À titre de récipiendaire du Prix Bruce‑Lundvall, Michael Cuscuna succède à George
Wein (2011), Herman Leonard (2010) et à celui qui a donné son nom au prix, Bruce
Lundvall (2009).
Tous les lauréats
du Prix Bruce Lundvall
Grand Prix de Jazz TD 2012 : Robi Botos
Le pianiste Robi Botos
est le lauréat du 31e Grand Prix de Jazz TD. Créé en 1982, le Concours de Jazz (rebaptisé
Grand Prix de Jazz TD en 2010) vise à honorer chaque année la formation canadienne
de jazz qui s’est le mieux illustrée parmi celles inscrites au concours et présentées
dans le cadre de la programmation extérieure. Cette tradition du Festival suscite
chaque été le plus grand intérêt du public comme des observateurs de la scène musicale
nationale et internationale, donnant à la formation ou à l’artiste primé l’occasion
de lancer sa carrière.
Né en Hongrie d’une famille d’ascendance tsigane, Robi Botos a frayé son chemin
musical entre les influences blues, jazz et l’héritage romanichel de ses ancêtres.

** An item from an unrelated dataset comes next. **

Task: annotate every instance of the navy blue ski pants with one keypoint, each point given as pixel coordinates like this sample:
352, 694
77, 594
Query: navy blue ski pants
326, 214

Protégé d’Oscar Peterson, dont il a déjà assuré la première partie et auquel il
a dédié son morceau Emmanuel, Robi Botos a confirmé sa place parmi les grandes figures
de la relève jazz avec son nouvel album Place to Place, qui révèle un jeu de maître
tout en nuance et en finesse.
Lauréat du Grand Prix de Jazz TD 2012, Robi Botos succède à Alexandre Côté (2011),
Parc X Trio (2010) et Amanda Tosoff (2009).
Tous les lauréats du
Grand Prix de Jazz TD
Prix Étoiles Galaxie 2012 : Backbone, de Don Scott (Peripheral Vision)
Galaxie, qui s’associe fièrement au Grand Prix de Jazz TD, a remis le Prix Étoiles Galaxie 2012 à Don Scott, de Peripheral Vision, pour la pièce Backbone, retenue par le jury comme la meilleure pièce musicale parmi celles des groupes en lice. Accompagné d’une bourse de 5 000 $, ce prix permet également au lauréat de faire entendre ses œuvres sur une ou plusieurs chaînes jazz offertes par le réseau Galaxie. En encourageant ces étoiles de la scène émergente d’ici, Galaxie atteint l’un de ses objectifs lui tenant le plus à cœur.
Lauréat du Prix Étoiles Galaxie 2012, Don Scott succède à John Roney (2011), Darren Sigesmund (2010) et Vincent Gagnon (2009).